Dear Rhonda and Dr. Cheri,
My best friend chose the anniversary of my husband’s death to visit me and tell me I have always been a goody two-shoes!
She said I was arrogant and flaunted my goodness all my life. She said she couldn’t stand it anymore and that I was beyond annoying to her and that I judged her. She said everyone agrees.
I was a straight-A student all through college. I was Valedictorian. I had great parents.
I’ve been married once and my husband just passed. We were together for forty-two years. We belonged to many clubs and organizations that helped foster children and other worthy children’s causes.
I’m proud that my husband and I were steady church-goers.
My best friend from high school who called me “goody two-shoes” took another road in life with many boyfriends and three husbands. She was adopted from alcoholic parents. She has always had problems.
I never judged her. I’m nice!
Not a Goody Two-Shoes
Ask yourself the following questions and answer honestly:
1) When I’m around my best friend (and others), do I think I disapprove of their behavior and actions?
2) Do I tell others, even in a “nice” way, what I think would be best for them?
3) Do I respond to stories, TV and films with disgust and let others know how disappointed I am with them for accepting a lower standard than mine?
4) Do I tell others how upset I am if they don’t follow my advice?

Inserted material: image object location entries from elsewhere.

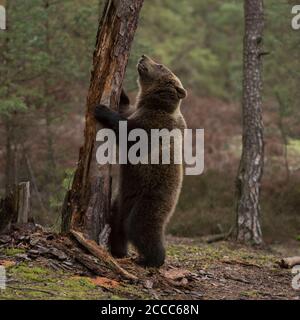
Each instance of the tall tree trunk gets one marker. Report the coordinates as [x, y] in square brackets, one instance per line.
[252, 160]
[51, 164]
[87, 204]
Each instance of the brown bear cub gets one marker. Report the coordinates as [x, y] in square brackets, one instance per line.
[147, 193]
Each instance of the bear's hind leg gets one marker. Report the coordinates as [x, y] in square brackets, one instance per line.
[147, 235]
[118, 237]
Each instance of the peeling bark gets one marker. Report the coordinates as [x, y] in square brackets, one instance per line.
[87, 204]
[252, 160]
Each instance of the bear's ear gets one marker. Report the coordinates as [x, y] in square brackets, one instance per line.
[181, 92]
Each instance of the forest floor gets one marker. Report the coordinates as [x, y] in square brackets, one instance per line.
[36, 269]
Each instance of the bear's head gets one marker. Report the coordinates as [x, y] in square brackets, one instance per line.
[157, 80]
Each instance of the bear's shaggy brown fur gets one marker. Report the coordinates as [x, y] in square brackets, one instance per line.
[147, 193]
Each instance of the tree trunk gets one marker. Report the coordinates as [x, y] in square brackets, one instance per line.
[87, 204]
[14, 208]
[252, 160]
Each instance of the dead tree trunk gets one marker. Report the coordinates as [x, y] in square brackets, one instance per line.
[87, 204]
[252, 160]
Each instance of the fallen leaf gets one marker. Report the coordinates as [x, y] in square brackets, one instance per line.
[104, 282]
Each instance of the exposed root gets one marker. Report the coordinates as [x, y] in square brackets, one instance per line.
[102, 254]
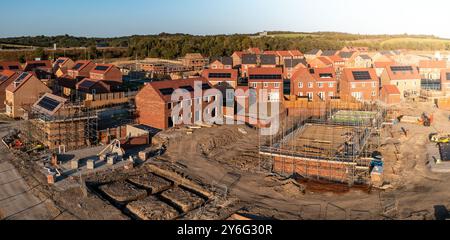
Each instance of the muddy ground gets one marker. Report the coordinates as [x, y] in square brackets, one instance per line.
[226, 157]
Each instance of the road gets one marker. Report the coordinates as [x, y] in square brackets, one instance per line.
[16, 200]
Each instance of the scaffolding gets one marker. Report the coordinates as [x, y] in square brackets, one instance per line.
[72, 127]
[330, 140]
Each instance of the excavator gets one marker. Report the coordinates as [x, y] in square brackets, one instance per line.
[440, 137]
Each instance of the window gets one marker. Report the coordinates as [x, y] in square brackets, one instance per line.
[322, 95]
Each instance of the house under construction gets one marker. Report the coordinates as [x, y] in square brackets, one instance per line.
[336, 145]
[63, 125]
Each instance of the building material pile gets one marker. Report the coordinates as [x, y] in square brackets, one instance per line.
[151, 208]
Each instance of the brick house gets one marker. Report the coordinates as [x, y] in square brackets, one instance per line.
[380, 66]
[315, 83]
[248, 61]
[106, 72]
[194, 61]
[221, 78]
[390, 94]
[13, 66]
[267, 60]
[154, 104]
[445, 80]
[291, 65]
[431, 70]
[6, 78]
[270, 79]
[221, 63]
[360, 83]
[405, 77]
[24, 91]
[81, 69]
[61, 65]
[273, 53]
[237, 58]
[313, 54]
[320, 62]
[91, 86]
[363, 61]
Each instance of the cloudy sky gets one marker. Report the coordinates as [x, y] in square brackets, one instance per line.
[105, 18]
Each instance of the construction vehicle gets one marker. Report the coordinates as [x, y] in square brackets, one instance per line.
[440, 137]
[113, 148]
[426, 119]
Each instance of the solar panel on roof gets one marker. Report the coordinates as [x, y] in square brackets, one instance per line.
[219, 75]
[205, 86]
[101, 68]
[265, 76]
[188, 88]
[401, 68]
[48, 103]
[77, 66]
[166, 91]
[326, 75]
[86, 84]
[361, 75]
[21, 77]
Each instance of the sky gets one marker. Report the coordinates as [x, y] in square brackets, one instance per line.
[109, 18]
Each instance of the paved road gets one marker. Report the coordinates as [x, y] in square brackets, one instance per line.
[16, 201]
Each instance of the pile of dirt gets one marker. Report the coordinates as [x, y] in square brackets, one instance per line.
[151, 208]
[123, 192]
[220, 139]
[153, 183]
[183, 199]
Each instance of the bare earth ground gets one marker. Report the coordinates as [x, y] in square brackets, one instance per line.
[226, 157]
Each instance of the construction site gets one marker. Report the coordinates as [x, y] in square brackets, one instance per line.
[335, 141]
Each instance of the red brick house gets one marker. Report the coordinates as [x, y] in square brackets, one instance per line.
[221, 78]
[92, 86]
[6, 78]
[429, 69]
[154, 104]
[270, 79]
[360, 83]
[221, 63]
[248, 61]
[315, 83]
[445, 80]
[237, 58]
[81, 69]
[291, 65]
[13, 66]
[390, 94]
[106, 72]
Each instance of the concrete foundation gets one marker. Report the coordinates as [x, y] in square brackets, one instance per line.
[74, 164]
[90, 164]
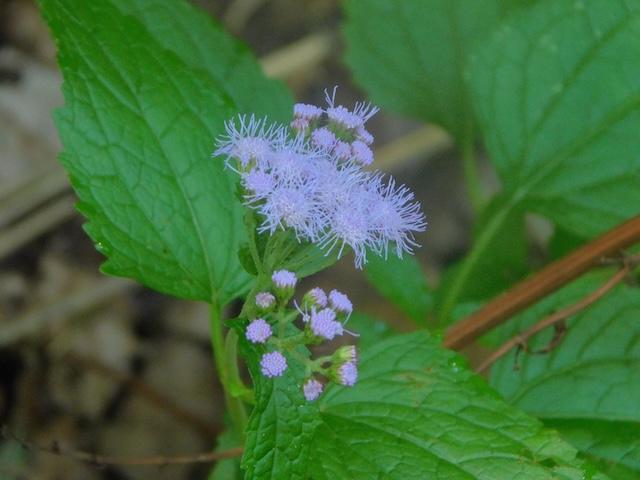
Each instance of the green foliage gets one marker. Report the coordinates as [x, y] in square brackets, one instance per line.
[410, 55]
[402, 282]
[587, 387]
[138, 126]
[418, 412]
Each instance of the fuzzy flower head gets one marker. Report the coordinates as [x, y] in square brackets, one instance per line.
[315, 298]
[312, 389]
[273, 364]
[258, 331]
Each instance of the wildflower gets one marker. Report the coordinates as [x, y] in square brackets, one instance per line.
[273, 364]
[323, 324]
[315, 298]
[312, 389]
[340, 302]
[258, 331]
[265, 300]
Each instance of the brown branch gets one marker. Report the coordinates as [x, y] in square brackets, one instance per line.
[549, 279]
[146, 391]
[102, 460]
[555, 318]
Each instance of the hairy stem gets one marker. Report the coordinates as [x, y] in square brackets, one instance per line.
[473, 184]
[234, 404]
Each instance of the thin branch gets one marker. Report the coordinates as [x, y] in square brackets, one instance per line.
[146, 391]
[541, 284]
[103, 460]
[555, 318]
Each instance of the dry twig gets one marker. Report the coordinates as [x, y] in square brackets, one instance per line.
[548, 280]
[103, 460]
[555, 318]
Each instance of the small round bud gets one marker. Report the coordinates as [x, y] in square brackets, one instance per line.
[323, 324]
[340, 302]
[312, 389]
[265, 301]
[346, 374]
[258, 331]
[314, 298]
[273, 364]
[284, 283]
[346, 354]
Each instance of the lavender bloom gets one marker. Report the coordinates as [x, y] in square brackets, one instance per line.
[265, 300]
[273, 364]
[312, 389]
[347, 374]
[284, 279]
[340, 302]
[324, 325]
[312, 182]
[361, 152]
[258, 331]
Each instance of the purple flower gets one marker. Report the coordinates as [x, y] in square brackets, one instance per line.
[323, 324]
[323, 138]
[347, 374]
[284, 279]
[273, 364]
[309, 112]
[258, 331]
[253, 139]
[362, 153]
[265, 300]
[312, 389]
[340, 302]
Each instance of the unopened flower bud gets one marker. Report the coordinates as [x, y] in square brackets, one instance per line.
[346, 354]
[345, 374]
[312, 389]
[258, 331]
[314, 298]
[273, 364]
[284, 283]
[265, 302]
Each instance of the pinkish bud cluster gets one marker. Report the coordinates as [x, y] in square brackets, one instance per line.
[322, 318]
[312, 181]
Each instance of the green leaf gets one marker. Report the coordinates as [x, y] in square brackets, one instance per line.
[557, 90]
[410, 54]
[402, 282]
[281, 425]
[145, 95]
[418, 412]
[587, 387]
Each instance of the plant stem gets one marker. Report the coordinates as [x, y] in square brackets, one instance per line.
[478, 250]
[475, 191]
[234, 405]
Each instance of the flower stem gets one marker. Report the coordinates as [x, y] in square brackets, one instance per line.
[234, 404]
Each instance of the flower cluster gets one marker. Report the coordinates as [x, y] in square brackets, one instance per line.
[310, 178]
[323, 318]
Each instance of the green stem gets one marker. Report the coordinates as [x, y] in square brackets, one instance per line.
[473, 183]
[478, 250]
[234, 404]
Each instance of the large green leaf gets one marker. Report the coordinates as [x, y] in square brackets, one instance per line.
[148, 85]
[417, 412]
[410, 54]
[402, 282]
[557, 91]
[587, 387]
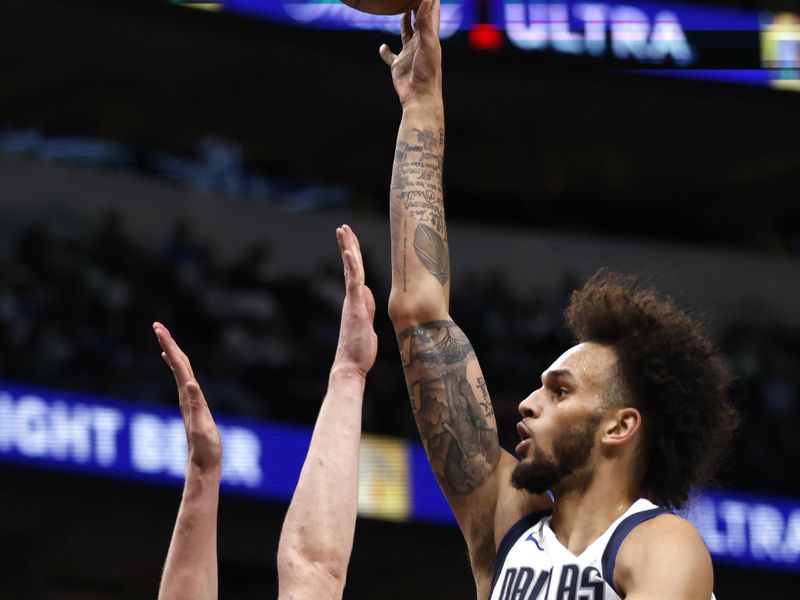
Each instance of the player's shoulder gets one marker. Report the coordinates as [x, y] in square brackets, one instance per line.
[666, 539]
[665, 528]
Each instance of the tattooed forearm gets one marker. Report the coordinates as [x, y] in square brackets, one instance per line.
[416, 203]
[452, 411]
[432, 251]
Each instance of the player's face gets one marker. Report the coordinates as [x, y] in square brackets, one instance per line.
[558, 430]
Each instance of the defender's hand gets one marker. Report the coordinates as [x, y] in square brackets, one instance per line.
[358, 343]
[417, 70]
[202, 436]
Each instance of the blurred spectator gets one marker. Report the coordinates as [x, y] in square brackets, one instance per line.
[76, 314]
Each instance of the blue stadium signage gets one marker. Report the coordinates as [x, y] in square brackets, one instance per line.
[45, 429]
[672, 39]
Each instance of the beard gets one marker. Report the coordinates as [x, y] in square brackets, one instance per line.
[565, 468]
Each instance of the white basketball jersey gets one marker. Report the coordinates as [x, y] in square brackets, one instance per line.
[533, 565]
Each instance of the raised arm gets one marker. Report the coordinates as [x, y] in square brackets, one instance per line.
[190, 571]
[448, 393]
[317, 535]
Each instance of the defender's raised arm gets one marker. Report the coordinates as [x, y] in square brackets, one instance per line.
[448, 394]
[317, 535]
[190, 571]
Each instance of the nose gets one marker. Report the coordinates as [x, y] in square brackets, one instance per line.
[529, 407]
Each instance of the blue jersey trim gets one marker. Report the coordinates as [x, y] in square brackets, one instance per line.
[620, 533]
[511, 537]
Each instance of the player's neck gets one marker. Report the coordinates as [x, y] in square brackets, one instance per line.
[582, 515]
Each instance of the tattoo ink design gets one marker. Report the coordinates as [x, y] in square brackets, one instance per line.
[486, 404]
[459, 437]
[425, 137]
[432, 252]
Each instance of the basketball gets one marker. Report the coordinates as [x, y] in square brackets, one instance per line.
[383, 7]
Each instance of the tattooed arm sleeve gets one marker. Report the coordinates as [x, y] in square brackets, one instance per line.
[420, 255]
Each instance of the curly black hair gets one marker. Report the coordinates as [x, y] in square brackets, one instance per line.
[671, 371]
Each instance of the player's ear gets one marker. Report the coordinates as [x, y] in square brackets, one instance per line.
[621, 425]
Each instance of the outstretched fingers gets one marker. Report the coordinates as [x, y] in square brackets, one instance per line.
[406, 30]
[173, 356]
[427, 16]
[387, 55]
[353, 272]
[355, 248]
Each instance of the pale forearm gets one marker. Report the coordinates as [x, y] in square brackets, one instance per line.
[190, 571]
[420, 253]
[317, 535]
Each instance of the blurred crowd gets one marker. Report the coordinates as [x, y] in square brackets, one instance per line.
[75, 314]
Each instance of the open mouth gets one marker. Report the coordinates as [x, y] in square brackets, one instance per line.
[525, 436]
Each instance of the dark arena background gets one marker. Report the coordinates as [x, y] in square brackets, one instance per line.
[189, 163]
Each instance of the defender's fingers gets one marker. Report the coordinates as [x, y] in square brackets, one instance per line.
[387, 55]
[369, 300]
[355, 247]
[354, 284]
[196, 401]
[341, 239]
[173, 355]
[406, 30]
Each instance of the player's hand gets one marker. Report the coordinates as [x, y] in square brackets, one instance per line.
[358, 344]
[202, 436]
[417, 70]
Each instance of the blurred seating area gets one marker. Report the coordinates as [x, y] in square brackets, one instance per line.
[76, 309]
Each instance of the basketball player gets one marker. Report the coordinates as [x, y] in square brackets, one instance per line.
[317, 535]
[636, 411]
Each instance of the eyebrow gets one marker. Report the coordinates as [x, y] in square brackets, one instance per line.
[559, 374]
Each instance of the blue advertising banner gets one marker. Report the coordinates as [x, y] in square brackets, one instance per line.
[713, 43]
[136, 442]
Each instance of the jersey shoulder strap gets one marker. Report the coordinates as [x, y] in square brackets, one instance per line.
[622, 530]
[512, 535]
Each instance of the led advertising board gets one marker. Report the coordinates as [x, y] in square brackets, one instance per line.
[670, 39]
[45, 429]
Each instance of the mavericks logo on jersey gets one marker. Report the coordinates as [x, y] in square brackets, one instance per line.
[525, 583]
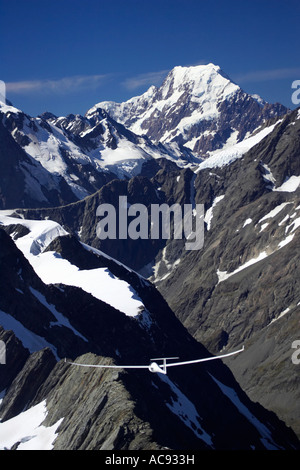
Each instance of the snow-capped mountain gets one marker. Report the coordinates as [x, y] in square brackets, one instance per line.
[61, 160]
[244, 283]
[198, 108]
[46, 403]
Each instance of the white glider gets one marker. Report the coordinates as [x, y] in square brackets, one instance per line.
[154, 367]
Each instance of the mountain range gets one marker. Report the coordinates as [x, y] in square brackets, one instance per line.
[197, 139]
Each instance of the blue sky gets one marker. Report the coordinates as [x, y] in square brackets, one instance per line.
[64, 56]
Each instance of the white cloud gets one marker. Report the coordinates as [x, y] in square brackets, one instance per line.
[145, 79]
[62, 85]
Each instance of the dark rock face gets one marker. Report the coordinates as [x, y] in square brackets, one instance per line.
[195, 107]
[257, 303]
[115, 408]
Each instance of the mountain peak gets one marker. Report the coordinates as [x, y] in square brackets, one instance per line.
[197, 107]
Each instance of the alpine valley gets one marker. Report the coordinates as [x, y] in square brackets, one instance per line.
[68, 297]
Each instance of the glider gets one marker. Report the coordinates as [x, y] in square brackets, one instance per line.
[157, 368]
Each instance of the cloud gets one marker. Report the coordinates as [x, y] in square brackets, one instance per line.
[268, 75]
[60, 86]
[145, 79]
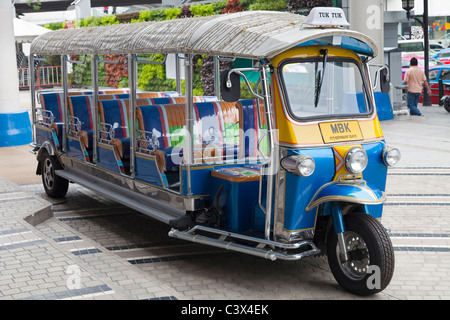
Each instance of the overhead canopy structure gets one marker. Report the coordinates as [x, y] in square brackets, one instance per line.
[26, 32]
[248, 34]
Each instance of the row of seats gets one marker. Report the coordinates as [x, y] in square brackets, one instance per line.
[221, 129]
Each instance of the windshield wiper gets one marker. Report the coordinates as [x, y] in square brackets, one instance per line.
[320, 76]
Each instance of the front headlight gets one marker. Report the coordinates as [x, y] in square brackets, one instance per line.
[299, 165]
[355, 160]
[391, 156]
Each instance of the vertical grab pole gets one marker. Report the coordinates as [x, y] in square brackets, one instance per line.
[64, 102]
[216, 76]
[94, 73]
[32, 75]
[272, 161]
[178, 75]
[132, 80]
[189, 140]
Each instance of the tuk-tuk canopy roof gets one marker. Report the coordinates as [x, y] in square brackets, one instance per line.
[247, 34]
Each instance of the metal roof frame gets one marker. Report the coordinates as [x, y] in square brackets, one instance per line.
[247, 34]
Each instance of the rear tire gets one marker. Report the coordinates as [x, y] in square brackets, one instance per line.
[54, 185]
[369, 249]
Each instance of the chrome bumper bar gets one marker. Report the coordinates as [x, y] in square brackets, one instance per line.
[267, 249]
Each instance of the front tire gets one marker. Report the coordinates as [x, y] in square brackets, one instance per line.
[369, 249]
[54, 185]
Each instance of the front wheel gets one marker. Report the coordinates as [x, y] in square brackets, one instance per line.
[370, 264]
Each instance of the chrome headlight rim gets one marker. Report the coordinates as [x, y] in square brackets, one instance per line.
[298, 165]
[386, 151]
[350, 158]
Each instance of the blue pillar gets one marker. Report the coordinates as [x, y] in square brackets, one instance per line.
[15, 126]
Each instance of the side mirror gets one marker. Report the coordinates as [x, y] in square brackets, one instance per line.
[230, 89]
[385, 84]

Each question is worth 25 points on a scale of Goody Two-Shoes. If you answer with one “yes,” then you are probably judging people unfairly, since you can’t know all of their anguish and life details. If you answered all of the questions (honestly) with a yes, then we suggest you dig deep into a well of empathy.
Now ask yourself (truthfully) which words would you say fit your identity best:
ostentatious – virtuous – passionate – prayerful – devoted – smug – sincere – self-righteous – earnest – genuine – loving – critical – empathetic – sympathetic – caring
There are several positive words and a few that would annoy anyone or hurt them. There are some that may fit in a negative or positive way.
People who endure challenges are developing buckets of empathy. None of us should be so judgmental.
You may find it enlightening to look up the origin of the idiom – Goody Two-Shoes comes from a children’s story (from the 1700’s).
We think you’re on the good path, but your path and the path of others might get you to the same good place.
We believe it’s how you get there that matters.